No es por cómo reanudaste tus caricias ya tumbados. No es por cómo recorriste de nuevo mi cuerpo, más cómodamente, haciéndome vibrar de lujuria. No es por cómo lamiste mi sexo, completamente abierto, empapado, completamente entregado a tu boca y a tu alma. No es por cómo me regalaste el primer orgasmo, ni por cómo lamiste de nuevo, recogiendo la cosecha de tus besos. No es por cómo me hiciste necesitar ser poseída, notarte dentro de mí, fundidos, hechos uno, ni por cómo lo hiciste, despacio, amorosa y profundamente. No es por cómo fuiste apresurando el ritmo, con armonía acelerada y precisa, con mis uñas clavándose en tu espalda. No es por la sensación de saberme tuya, enamorada, con cada caricia. No es por el placer que intercambiamos, que compartimos mientras marcaba la cadencia con mi abrazo. No es por tu segundo regalo, mi segundo clímax, esta vez sí combinado con el tuyo, casi simultáneo, ni por el ronco gemido que exhaló tu garganta, tú, que eres tan silencioso.

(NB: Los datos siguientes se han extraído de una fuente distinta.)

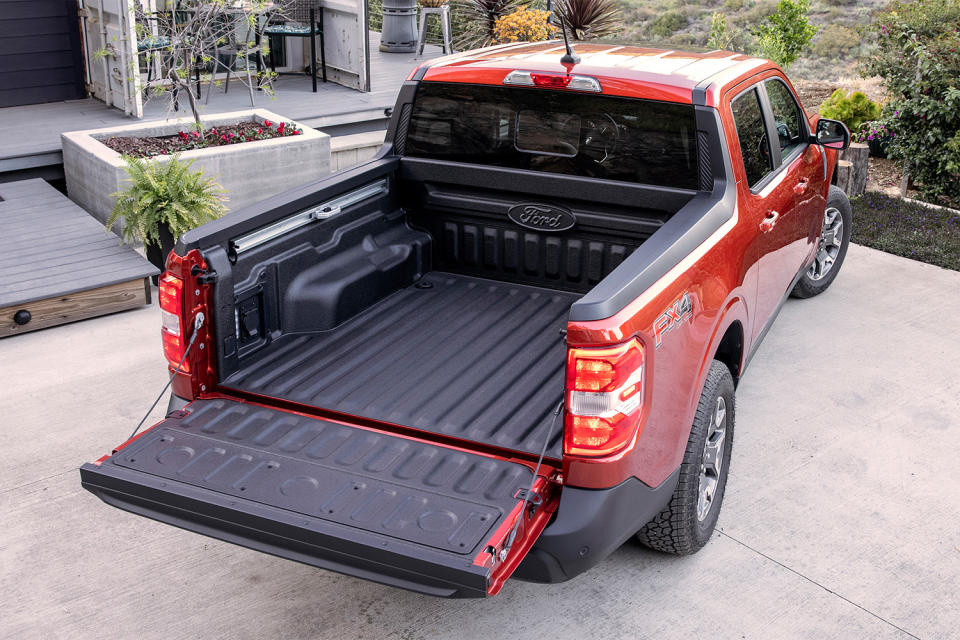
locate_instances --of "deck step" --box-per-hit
[0,179,158,337]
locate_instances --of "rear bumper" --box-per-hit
[80,464,487,598]
[514,468,680,582]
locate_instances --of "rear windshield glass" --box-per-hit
[405,82,697,189]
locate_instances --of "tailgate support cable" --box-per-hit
[499,398,563,562]
[127,313,203,440]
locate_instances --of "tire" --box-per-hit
[637,360,736,556]
[790,185,853,298]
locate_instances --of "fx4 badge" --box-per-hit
[653,291,693,347]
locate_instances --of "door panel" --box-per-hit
[83,0,143,118]
[323,0,370,91]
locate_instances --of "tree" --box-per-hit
[133,0,291,131]
[753,0,817,69]
[860,0,960,205]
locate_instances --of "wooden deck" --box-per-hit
[0,31,441,174]
[0,179,158,337]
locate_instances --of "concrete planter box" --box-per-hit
[330,131,387,171]
[61,109,330,235]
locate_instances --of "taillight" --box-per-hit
[564,339,643,456]
[158,273,190,373]
[503,70,602,93]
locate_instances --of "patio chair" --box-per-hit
[203,8,273,107]
[263,0,327,93]
[414,0,453,59]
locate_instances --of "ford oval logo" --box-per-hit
[507,202,577,231]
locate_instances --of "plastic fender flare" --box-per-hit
[687,293,749,415]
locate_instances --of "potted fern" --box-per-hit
[106,156,226,283]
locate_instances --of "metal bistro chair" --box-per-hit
[263,0,327,93]
[416,0,453,58]
[203,11,272,107]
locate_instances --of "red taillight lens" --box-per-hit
[564,340,644,456]
[158,273,190,373]
[530,73,571,89]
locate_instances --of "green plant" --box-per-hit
[753,0,817,68]
[556,0,623,40]
[860,0,960,203]
[707,11,730,49]
[647,11,687,38]
[454,0,520,51]
[106,156,226,245]
[820,89,880,132]
[813,24,860,60]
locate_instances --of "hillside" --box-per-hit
[618,0,887,93]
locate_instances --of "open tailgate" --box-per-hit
[80,398,560,597]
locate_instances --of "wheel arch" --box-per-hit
[712,320,744,388]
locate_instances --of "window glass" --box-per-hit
[767,79,807,160]
[405,82,698,189]
[730,89,773,187]
[516,109,580,158]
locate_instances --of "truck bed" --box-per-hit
[223,271,579,459]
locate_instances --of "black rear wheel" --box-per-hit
[637,360,735,555]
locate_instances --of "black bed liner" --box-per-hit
[223,272,579,459]
[81,399,544,596]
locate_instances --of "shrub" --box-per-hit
[861,0,960,203]
[820,89,880,132]
[493,6,550,43]
[707,11,730,49]
[813,24,860,60]
[453,0,520,51]
[556,0,623,40]
[106,156,226,246]
[647,11,687,38]
[754,0,817,68]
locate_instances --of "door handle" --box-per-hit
[760,210,780,233]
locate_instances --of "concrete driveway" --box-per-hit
[0,246,960,640]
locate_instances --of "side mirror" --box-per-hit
[814,118,850,151]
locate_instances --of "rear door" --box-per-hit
[80,398,560,597]
[730,83,796,338]
[763,76,826,276]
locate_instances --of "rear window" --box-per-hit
[405,82,697,189]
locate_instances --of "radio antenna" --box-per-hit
[558,16,580,65]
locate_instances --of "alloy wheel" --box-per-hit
[697,396,727,522]
[807,207,843,281]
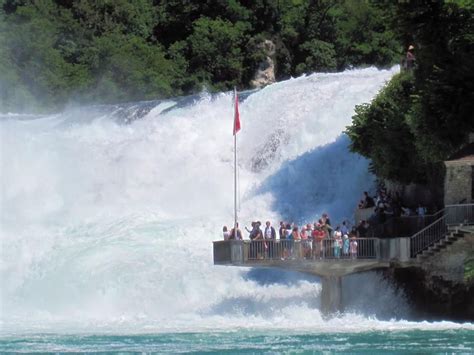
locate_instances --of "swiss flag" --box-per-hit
[234,90,240,136]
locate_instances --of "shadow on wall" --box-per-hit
[257,134,375,225]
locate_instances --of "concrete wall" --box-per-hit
[422,234,474,283]
[377,238,410,262]
[444,160,474,205]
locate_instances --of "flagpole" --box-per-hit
[234,86,237,231]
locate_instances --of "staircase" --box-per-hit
[410,204,474,261]
[416,227,474,261]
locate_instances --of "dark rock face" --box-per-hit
[385,267,474,322]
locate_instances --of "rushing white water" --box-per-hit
[0,68,472,332]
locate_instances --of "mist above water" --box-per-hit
[0,68,468,332]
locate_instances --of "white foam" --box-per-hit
[0,68,468,332]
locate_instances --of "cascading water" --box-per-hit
[0,68,474,342]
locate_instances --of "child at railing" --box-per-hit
[350,236,357,259]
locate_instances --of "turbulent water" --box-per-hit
[0,68,474,352]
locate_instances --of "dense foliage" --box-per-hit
[0,0,401,111]
[347,1,474,183]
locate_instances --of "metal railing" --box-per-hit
[243,238,377,261]
[445,203,474,226]
[410,215,448,258]
[365,209,444,238]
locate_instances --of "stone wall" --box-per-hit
[444,160,474,205]
[386,234,474,321]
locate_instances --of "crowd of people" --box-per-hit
[358,187,427,223]
[223,213,358,259]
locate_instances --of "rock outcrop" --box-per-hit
[250,39,276,88]
[387,234,474,321]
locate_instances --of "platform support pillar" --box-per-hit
[321,276,343,316]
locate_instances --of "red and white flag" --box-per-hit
[234,90,240,136]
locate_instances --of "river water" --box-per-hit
[0,68,474,353]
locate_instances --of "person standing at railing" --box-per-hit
[333,227,342,259]
[264,221,276,259]
[342,234,350,258]
[229,222,242,240]
[313,223,325,259]
[350,235,357,259]
[222,226,230,240]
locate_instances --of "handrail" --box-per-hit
[410,215,447,258]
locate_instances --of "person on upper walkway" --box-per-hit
[229,222,242,240]
[405,44,416,70]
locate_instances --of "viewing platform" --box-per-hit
[213,204,474,313]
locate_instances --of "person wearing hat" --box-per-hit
[406,44,416,70]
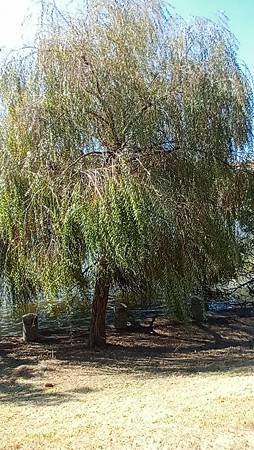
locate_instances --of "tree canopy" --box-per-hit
[0,0,252,343]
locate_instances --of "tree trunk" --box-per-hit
[88,262,110,348]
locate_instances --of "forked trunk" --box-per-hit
[88,264,110,348]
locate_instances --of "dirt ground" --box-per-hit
[0,317,254,450]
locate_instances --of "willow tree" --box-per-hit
[0,0,252,346]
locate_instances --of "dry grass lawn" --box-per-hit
[0,318,254,450]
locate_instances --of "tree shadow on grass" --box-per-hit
[0,340,96,407]
[0,319,254,405]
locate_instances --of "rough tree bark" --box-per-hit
[88,260,110,348]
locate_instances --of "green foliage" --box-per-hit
[0,0,252,315]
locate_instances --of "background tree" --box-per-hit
[0,0,252,346]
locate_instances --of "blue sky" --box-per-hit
[0,0,254,75]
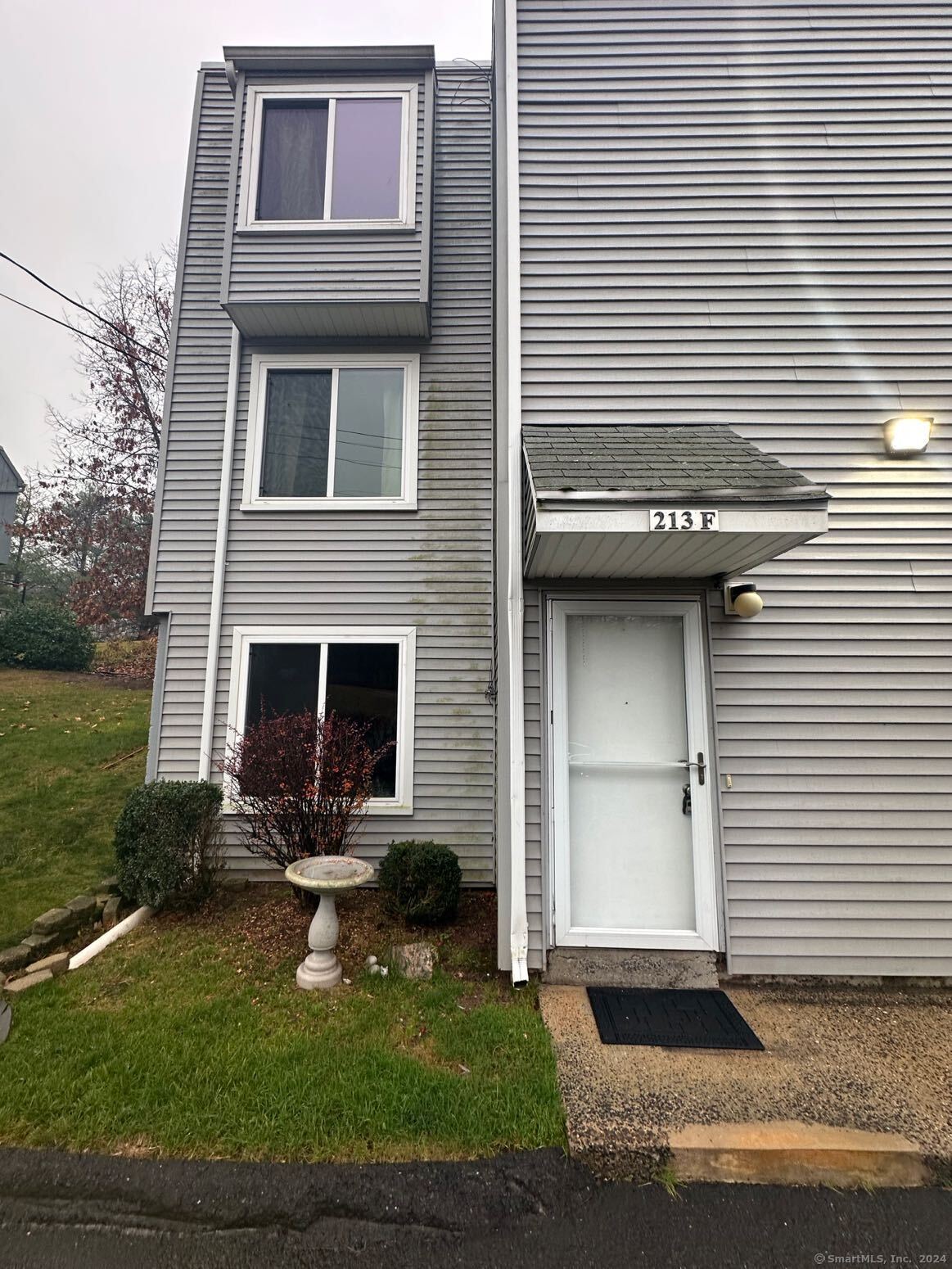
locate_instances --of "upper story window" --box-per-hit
[242,353,420,510]
[239,85,417,230]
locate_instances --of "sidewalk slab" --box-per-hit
[539,985,952,1186]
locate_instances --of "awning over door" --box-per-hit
[523,424,829,579]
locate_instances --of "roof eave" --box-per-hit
[222,44,436,75]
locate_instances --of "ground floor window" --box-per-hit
[228,627,415,812]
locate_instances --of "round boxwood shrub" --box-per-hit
[115,780,222,907]
[380,842,462,925]
[0,604,95,670]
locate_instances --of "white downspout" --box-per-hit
[503,0,530,983]
[198,326,241,780]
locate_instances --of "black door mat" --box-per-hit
[588,987,763,1048]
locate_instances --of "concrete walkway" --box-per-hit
[541,986,952,1185]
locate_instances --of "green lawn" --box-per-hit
[0,670,150,946]
[0,893,563,1160]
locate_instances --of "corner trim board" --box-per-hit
[198,325,241,780]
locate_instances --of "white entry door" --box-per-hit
[549,600,717,949]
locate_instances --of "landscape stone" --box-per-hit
[0,943,33,973]
[66,895,97,924]
[29,952,70,978]
[23,930,65,960]
[391,943,436,978]
[103,895,122,930]
[33,907,78,934]
[4,969,53,992]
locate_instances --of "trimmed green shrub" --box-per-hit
[0,604,95,670]
[380,842,462,925]
[115,780,222,907]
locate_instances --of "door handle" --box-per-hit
[684,754,707,784]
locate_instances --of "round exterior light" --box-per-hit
[733,590,765,616]
[882,413,932,458]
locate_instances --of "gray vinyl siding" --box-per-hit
[222,74,433,337]
[155,71,495,883]
[150,67,235,779]
[518,0,952,974]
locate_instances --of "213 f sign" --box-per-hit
[647,506,717,533]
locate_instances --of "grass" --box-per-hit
[0,669,150,946]
[0,895,563,1161]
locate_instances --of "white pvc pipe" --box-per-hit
[69,906,155,969]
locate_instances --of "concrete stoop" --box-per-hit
[542,948,719,988]
[539,986,952,1186]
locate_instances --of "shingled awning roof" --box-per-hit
[523,424,826,500]
[523,424,828,579]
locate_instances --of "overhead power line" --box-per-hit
[0,251,165,360]
[0,291,162,369]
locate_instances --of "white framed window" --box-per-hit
[239,83,417,231]
[241,353,420,512]
[228,625,417,815]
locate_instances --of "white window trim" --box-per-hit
[241,353,420,512]
[226,625,417,816]
[237,81,419,233]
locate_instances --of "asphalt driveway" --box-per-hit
[0,1149,952,1269]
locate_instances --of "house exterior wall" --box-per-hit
[152,67,494,883]
[509,0,952,974]
[222,71,434,337]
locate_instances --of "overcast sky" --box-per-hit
[0,0,491,470]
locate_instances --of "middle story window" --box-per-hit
[239,84,417,230]
[228,627,415,815]
[242,353,419,510]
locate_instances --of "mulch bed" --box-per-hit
[164,882,498,981]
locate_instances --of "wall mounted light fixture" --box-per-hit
[724,581,765,616]
[882,413,932,458]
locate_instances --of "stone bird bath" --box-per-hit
[284,856,373,991]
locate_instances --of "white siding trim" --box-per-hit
[503,0,530,982]
[241,353,420,512]
[228,625,417,815]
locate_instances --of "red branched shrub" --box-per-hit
[219,712,392,868]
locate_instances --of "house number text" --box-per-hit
[647,508,717,533]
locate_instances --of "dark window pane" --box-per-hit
[323,644,399,797]
[334,369,404,498]
[330,97,404,221]
[245,644,321,727]
[258,102,327,221]
[261,371,332,498]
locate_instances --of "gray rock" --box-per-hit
[23,929,66,960]
[391,943,436,978]
[29,952,70,978]
[66,895,97,925]
[33,907,79,934]
[103,895,122,930]
[0,943,34,973]
[4,969,53,992]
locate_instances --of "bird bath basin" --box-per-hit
[284,856,373,991]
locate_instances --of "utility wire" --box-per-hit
[0,291,162,369]
[0,251,165,360]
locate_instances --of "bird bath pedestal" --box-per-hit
[284,856,373,991]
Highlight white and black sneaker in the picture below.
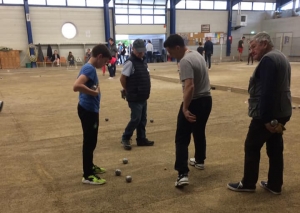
[0,101,4,112]
[227,181,255,192]
[190,158,204,170]
[259,181,281,195]
[175,173,189,187]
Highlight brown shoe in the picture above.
[136,138,154,146]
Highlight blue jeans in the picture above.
[77,104,99,178]
[122,100,147,140]
[175,96,212,174]
[242,117,290,191]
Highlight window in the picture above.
[142,6,153,14]
[47,0,66,6]
[201,1,214,10]
[28,0,46,5]
[142,0,154,4]
[241,2,252,10]
[265,3,276,10]
[175,0,185,9]
[281,2,293,10]
[154,0,165,5]
[61,23,77,39]
[129,16,141,24]
[128,0,142,4]
[142,16,153,24]
[253,2,265,10]
[154,6,166,15]
[115,0,128,4]
[86,0,103,7]
[115,5,128,14]
[154,16,166,24]
[232,4,239,10]
[68,0,85,7]
[214,1,227,10]
[3,0,24,4]
[115,15,128,24]
[186,0,200,10]
[128,5,141,13]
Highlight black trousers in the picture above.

No es por cómo me abrazaste después del sexo, queriendo mantener la unidad alcanzada, ni por el calor que me entregaste y recibiste. No es por cómo me apartaste un mechón de pelo para poder besarme los ojos, ni por la caricia de tu mano en mi cara, ni por tu sonrisa satisfecha, ni por el te quiero que musitaron tus labios. No es por nada de eso. Ni tan siquiera es por tu promesa de quererme siempre, de fidelidad imperecedera, de amor perenne.

Es porque anoche no pude jurarte lo mismo. Es porque anoche lloré cuando ya estabas dormido. Es porque anoche comprendí por fin que era la última vez. Es porque hoy eres tú el que debes perdonarme a mí. Es porque he decidido que no nos veamos más. Es porque todo se ha acabado. Es porque hoy vuelvo a casa. Es porque sé que no va a estar allí mi hogar.